Your browser is out of date

Update your browser to view this website correctly. Update my browser now

×

Cloudera Tutorials

Optimize your time with detailed tutorials that clearly explain the best way to deploy, use, and manage Cloudera products. Login or register below to access all Cloudera tutorials.

 

Introduction

 

This tutorial will show you how use Apache NiFi to pull data in the form of a CSV file placed on a cloud storage solution, format it in order to send it to a messaging queue (Kafka), consuming from that queue to ingest it into an operational database (HBase), and then retrieving the data via SQL syntax using Phoenix, all within Cloudera Data Platform - Public Cloud (CDP-PC).

 

Prerequisites

 

  • Have access to Cloudera Data Platform (CDP) Public Cloud with a Data Lake running.
  • If you're new to CDP or need a CDP environment please visit Discover CDP
  • Have AWS CLI fundamental knowledge

 

Outline

 

 

Watch Video

 

The video below provides a brief overview of what is covered in this tutorial:

 

 

Download Assets

 

Download and unzip tutorial files; remember location where you extracted the files.

 

Using AWS CLI, copy file corvette-data-june2020.csv to S3 bucket, s3a://<storage.location>/tutorial-opdb/, where <storage.location> is your environment’s property value for storage.location.base. In this example, property storage.location.base has value s3a://usermarketing-cdp-demo:

aws s3 cp corvette-data-june2020.csv s3://usermarketing-cdp-demo/tutorial-opdb/corvette-data-june2020.csv

 

Provision Data Hub Clusters

 

This tutorial requires that we provision three (3) data hub clusters named:

 

1. um-nifi-demo, using cluster definition 7.2.0 - Flow Management Light Duty for AWS

 

 

2. um-streaming-demo, using cluster definition 7.2.0 - Streams Messaging Light Duty for AWS

 

3. um-opdb-demo, using cluster definition 7.2.0 - Operational Database with SQL for AWS

 

Note: Your CDP environment may have different cluster definitions.

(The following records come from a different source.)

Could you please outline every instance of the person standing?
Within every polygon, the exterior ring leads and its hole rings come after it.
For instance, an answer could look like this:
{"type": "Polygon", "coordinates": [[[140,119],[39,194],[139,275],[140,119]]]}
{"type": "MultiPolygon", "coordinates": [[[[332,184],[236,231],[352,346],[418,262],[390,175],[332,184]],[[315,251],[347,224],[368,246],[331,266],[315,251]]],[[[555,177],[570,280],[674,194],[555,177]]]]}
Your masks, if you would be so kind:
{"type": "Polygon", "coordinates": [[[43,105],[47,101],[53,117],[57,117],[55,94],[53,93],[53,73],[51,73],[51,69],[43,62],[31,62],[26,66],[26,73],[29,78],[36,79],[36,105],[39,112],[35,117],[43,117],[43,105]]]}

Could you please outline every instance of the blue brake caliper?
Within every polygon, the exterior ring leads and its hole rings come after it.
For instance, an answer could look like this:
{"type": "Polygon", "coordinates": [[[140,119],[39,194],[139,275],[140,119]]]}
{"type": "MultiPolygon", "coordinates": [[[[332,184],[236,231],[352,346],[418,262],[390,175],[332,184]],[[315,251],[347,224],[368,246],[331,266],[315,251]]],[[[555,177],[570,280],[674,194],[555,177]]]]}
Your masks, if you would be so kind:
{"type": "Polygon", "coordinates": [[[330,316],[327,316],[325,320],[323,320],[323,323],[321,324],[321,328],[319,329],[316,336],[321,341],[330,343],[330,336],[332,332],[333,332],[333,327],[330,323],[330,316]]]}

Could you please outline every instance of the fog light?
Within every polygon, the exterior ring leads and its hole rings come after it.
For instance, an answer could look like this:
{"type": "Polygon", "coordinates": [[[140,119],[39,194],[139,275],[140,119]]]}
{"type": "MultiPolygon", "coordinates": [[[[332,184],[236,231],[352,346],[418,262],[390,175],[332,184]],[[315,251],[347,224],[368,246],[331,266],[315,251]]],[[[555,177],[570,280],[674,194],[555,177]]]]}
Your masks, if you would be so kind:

Refer to How to Create a Data Hub on Cloudera Data Platform for details on how to provision a Data Hub.

 

Data Hub Configuration

 

In this section, we’ll configure our Data Hub Clusters to communicate with one another.

 

Flow Management

 

1. Download HBase configuration file, "hbase-clientconfig.zip" and unzip into the same directory you downloaded the tutorial files.

 

Begin from Operational Database Data Hub:

um-opdb-demo > CM-UI > Clusters > HBase > Actions > Download Client Configuration

 

2. Copy "hbase-site.xml" file into every NiFi worker node.

Note: There are other files in the client configuration file downloaded - we only need to copy hbase-site.xml.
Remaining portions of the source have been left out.